Another limitation, if I were to try to grab the 60 points, is that all my solvers need a text file as input, and currently, typing the data for a size-6 level already takes a good part of the available three minutes. And even if the solver was instantaneous, I would still have to read the result and move all the tiles manually to their destination. If I really want those 60 points, I will have to resort to my old game-solving tricks: read the screen, solve the problem, and automate the displacement of tiles by simulating mouse events.

Where you can help

All my code is freely available on github. If you find a flaw in my algorithm, a problem with my code or think of something different that might run faster, just tell me.

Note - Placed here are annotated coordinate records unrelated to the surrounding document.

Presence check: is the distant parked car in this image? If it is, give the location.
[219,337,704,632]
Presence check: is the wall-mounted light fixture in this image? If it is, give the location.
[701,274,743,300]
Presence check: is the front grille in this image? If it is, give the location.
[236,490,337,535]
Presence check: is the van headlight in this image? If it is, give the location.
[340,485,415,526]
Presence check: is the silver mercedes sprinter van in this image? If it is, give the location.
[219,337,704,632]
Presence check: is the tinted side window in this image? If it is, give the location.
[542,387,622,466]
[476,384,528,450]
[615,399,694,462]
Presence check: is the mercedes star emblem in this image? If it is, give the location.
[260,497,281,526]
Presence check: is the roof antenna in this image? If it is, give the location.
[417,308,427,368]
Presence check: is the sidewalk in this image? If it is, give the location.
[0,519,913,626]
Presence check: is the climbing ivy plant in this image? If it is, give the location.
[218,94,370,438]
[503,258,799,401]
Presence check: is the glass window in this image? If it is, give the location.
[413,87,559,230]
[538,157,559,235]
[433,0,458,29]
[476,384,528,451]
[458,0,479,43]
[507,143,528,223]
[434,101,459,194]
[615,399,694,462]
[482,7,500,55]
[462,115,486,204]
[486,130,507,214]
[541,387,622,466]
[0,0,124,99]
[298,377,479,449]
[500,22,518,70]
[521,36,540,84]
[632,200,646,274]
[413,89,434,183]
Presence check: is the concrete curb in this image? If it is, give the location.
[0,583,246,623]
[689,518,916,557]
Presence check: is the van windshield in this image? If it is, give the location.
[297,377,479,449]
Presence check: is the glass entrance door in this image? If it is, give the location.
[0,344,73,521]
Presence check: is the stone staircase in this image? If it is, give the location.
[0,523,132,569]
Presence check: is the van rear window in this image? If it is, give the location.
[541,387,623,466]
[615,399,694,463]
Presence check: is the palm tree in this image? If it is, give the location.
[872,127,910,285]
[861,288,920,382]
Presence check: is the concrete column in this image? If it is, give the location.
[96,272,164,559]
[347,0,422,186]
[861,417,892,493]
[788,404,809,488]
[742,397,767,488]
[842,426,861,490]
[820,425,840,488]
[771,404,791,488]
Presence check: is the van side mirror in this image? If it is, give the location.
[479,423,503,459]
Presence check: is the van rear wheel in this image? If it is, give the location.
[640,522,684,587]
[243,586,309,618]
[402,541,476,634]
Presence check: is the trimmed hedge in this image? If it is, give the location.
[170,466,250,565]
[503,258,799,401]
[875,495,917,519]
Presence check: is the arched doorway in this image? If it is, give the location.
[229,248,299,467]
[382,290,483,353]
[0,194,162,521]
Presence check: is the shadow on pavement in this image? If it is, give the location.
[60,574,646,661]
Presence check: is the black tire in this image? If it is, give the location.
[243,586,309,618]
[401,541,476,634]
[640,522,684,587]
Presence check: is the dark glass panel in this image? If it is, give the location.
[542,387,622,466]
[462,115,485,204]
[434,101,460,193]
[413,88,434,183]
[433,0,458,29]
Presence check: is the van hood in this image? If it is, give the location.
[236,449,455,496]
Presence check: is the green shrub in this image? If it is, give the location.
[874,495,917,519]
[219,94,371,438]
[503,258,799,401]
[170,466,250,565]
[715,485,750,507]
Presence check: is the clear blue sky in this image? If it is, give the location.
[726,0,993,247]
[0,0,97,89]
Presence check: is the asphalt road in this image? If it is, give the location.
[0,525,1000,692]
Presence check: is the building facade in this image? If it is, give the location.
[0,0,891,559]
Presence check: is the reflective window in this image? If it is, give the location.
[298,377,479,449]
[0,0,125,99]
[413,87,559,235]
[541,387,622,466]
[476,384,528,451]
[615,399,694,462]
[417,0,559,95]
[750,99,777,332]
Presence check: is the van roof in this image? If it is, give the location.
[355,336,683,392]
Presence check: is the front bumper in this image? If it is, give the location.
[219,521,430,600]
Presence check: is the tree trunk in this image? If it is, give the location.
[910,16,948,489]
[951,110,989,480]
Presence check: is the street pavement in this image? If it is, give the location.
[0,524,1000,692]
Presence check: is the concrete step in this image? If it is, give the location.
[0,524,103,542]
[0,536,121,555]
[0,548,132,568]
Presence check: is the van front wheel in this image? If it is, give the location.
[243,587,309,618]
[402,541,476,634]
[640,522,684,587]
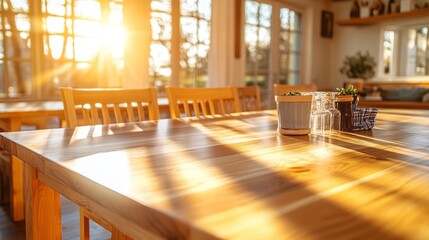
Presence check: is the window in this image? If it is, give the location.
[149,0,211,94]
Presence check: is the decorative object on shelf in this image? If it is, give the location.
[370,0,386,16]
[340,51,377,80]
[275,92,313,135]
[321,11,334,38]
[350,0,360,18]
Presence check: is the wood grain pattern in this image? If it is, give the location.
[0,109,429,239]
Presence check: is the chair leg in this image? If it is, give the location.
[79,208,89,240]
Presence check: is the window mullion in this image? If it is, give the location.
[29,1,45,99]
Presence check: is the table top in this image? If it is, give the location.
[0,109,429,239]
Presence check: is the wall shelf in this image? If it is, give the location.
[336,8,429,26]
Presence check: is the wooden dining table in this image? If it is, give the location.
[0,109,429,239]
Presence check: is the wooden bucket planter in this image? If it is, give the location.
[275,95,312,135]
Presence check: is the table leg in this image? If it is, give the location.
[10,155,24,221]
[24,164,62,240]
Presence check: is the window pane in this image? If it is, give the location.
[383,31,394,74]
[45,17,65,34]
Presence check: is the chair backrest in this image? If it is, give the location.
[237,85,262,111]
[166,86,240,118]
[274,84,317,96]
[60,87,160,127]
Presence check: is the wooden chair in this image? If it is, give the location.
[237,85,262,111]
[60,87,160,239]
[274,84,317,96]
[166,87,241,118]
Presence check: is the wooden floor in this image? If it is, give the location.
[0,197,110,240]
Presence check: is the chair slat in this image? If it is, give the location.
[60,87,160,240]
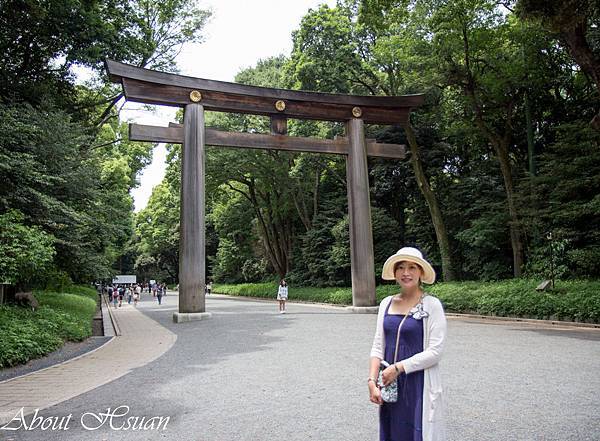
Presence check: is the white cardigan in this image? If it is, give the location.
[371,295,446,441]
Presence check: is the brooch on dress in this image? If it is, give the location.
[409,297,429,320]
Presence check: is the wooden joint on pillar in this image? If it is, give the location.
[271,115,287,135]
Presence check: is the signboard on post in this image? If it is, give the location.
[113,275,137,285]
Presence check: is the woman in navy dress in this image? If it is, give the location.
[367,247,446,441]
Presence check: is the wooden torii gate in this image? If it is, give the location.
[106,60,423,322]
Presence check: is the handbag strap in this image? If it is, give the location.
[394,293,425,363]
[394,314,408,364]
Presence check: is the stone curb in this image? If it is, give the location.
[0,336,115,384]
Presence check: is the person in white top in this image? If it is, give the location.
[277,279,287,314]
[367,247,446,441]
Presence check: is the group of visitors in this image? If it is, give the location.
[105,283,142,308]
[104,282,167,308]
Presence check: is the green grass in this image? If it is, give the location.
[213,279,600,323]
[0,286,97,368]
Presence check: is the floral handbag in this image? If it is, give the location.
[377,314,409,403]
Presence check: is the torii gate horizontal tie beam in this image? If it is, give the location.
[129,124,406,159]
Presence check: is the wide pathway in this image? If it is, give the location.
[0,295,600,441]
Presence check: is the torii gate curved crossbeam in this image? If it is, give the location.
[106,60,423,322]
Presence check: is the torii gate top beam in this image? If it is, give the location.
[106,60,423,126]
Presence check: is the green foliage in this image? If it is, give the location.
[0,210,55,285]
[213,282,352,305]
[0,287,98,368]
[213,279,600,323]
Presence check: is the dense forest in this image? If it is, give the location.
[0,0,600,286]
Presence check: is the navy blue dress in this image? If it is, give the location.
[379,302,424,441]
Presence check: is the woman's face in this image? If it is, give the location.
[394,260,423,289]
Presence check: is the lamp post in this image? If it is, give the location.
[546,231,554,289]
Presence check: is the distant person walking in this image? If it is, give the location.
[277,279,288,314]
[112,288,119,308]
[156,285,164,305]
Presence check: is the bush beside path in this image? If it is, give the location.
[0,286,98,368]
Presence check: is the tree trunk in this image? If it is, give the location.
[493,139,523,277]
[405,124,456,282]
[561,20,600,131]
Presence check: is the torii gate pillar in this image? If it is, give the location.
[173,103,211,323]
[346,118,376,307]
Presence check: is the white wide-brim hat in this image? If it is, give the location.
[381,247,435,285]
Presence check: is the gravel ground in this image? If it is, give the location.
[5,295,600,441]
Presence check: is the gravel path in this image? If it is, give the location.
[5,295,600,441]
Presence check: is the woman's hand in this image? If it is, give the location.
[382,364,399,386]
[369,381,383,404]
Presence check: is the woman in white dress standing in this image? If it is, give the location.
[277,279,287,314]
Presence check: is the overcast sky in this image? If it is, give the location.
[129,0,335,211]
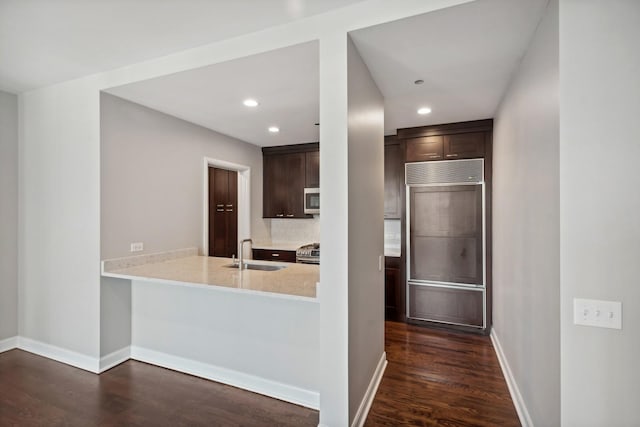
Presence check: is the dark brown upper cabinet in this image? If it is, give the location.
[407,136,444,162]
[262,143,320,218]
[384,136,404,219]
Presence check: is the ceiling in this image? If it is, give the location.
[351,0,548,134]
[0,0,362,93]
[107,42,320,146]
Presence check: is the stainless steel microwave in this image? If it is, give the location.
[304,188,320,215]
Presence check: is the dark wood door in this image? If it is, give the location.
[305,151,320,188]
[384,144,404,219]
[209,167,238,258]
[282,153,306,218]
[407,136,444,162]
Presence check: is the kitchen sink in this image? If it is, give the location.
[225,263,287,271]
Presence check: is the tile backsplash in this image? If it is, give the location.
[271,216,320,243]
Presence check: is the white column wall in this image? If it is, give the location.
[347,39,384,423]
[560,0,640,427]
[19,79,100,358]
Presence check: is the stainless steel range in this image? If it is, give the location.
[296,243,320,264]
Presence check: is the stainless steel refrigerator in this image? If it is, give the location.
[405,159,487,330]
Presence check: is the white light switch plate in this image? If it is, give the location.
[573,298,622,329]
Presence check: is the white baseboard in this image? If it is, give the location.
[351,352,387,427]
[18,337,100,374]
[490,329,534,427]
[0,337,18,353]
[131,346,320,409]
[99,346,131,373]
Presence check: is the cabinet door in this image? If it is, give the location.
[407,136,444,162]
[444,132,485,160]
[384,144,404,219]
[281,153,307,218]
[209,167,238,258]
[305,151,320,188]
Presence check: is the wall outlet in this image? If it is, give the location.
[573,298,622,329]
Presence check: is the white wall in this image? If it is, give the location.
[560,0,640,427]
[131,281,320,407]
[347,39,384,422]
[493,1,560,426]
[100,93,269,259]
[0,92,18,341]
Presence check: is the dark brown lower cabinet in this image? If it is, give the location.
[409,285,484,328]
[384,257,404,321]
[253,249,296,262]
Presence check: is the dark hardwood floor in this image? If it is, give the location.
[365,322,520,427]
[0,322,520,427]
[0,350,318,427]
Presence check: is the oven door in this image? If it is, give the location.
[304,188,320,214]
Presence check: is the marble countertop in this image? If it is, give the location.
[384,246,402,258]
[102,256,320,299]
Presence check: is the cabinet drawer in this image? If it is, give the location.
[409,284,484,328]
[253,249,296,262]
[444,132,484,160]
[407,136,444,162]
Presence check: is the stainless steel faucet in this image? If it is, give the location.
[238,239,253,270]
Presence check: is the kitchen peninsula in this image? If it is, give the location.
[102,248,320,409]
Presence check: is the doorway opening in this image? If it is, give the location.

Comments available also on reddit.

1 comment:

  1. If you're interested in a mathematical approach, one idea is this: Your available cells basically give you a graph (in the "graph theory" sense), while the numbers on all the tiles give you a "degree sequence". A degree sequence (where each element in the sequence corresponds to a vertex in a graph and its value specifies the number of adjacent vertices in the graph) generates a finite number of graphs. What your task basically boils down to is finding the graph generated from the degree sequence that is also a subgraph to the one generated from the available "cells".
    This doesn't take into account the "locked" tiles (except to place further constraints on the matching graph), but it might be a good place to start. Do some reading on wikipedia and mathworld to see if there are any algorithms out there that might prove useful.